© Reuters. FILE PHOTO: An American Airlines Airbus A321-200 takes off from Los Angeles International Airport (LAX) in Los Angeles, California on March 28, 2018. (Reuters)/Mike Blake
By David Shepardson
WASHINGTON (Reuters) – American Airlines (NASDAQ:) and JetBlue Airways (NASDAQ::) asked a U.S. judge late on Friday to allow them to continue their mutual frequent flyer identification and codeshare arrangements.
US District Judge Leo Sorokin ruled May 19 that the airlines must terminate their Northeast Alliance (NEA) which they used to coordinate flights and pool revenue.
The airlines said Sorokin should allow them to continue codeshare and mutual frequent flyer programs, arguing that such agreements are legal and to “ensure that the appropriate airline pays for the service provided to the consumer.” Codeshare allows several airlines to sell seats for the same flight.
The Justice Department said Sorokin should reject calls on airlines to quickly formulate a new “NEA Lite.” The court should not “blessing a different partnership, on a matter of days, simply because it lacks some of the more brazen traits of the NEA”.
The Justice Department and six states sued in 2021 to retract the NEA announcement announced in 2020, calling it a “de facto merger” between US operations and JetBlue’s Boston and New York that removes incentives for them to compete.
On Friday, the administration said airlines “should abandon…
entanglements and return to being fully independent competitors to address their illegal distortion of airline competition in the Northeast and beyond.”

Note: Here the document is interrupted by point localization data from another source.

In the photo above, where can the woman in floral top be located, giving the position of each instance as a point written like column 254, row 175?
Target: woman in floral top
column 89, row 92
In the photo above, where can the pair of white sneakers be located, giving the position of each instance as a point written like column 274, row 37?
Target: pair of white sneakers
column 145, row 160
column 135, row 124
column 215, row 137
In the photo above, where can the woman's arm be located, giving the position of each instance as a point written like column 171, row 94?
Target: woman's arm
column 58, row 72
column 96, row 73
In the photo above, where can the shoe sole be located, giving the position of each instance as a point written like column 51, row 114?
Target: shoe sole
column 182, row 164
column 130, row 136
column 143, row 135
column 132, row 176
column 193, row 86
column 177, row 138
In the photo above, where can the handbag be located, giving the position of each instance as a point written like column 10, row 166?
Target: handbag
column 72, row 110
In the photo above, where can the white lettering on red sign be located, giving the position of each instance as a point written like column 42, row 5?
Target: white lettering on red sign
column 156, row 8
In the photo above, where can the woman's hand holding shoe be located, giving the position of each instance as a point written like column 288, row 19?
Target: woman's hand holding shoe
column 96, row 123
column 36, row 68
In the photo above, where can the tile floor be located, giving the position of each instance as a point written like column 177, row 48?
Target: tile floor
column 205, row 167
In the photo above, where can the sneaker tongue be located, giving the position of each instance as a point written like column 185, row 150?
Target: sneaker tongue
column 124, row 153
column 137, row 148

Other airlines have opposed the proposed US disclosure and monitoring requirements as onerous and unnecessary and oppose a two-year ban on any new NEA-style alliance with any other US airline.
The airlines said Sorokin should minimize consumer disruption and not become “the central planner in the break-up of a multi-year integrated joint venture in violation of basic principles of antitrust law.”
American is the largest US airline by fleet size and the low-cost carrier. JetBlue is the sixth largest.
American said last week it plans to appeal. JetBlue has not made any decision.
The Justice Department argued that the alliance gave airlines more than 80% market share in flights from Boston to Washington and six other airports including New York’s JFK, LaGuardia and Newark.
Separately, the Justice Department filed a lawsuit in March aimed at blocking JetBlue from buying a discount competitor Spirit Airlines (NYSE:).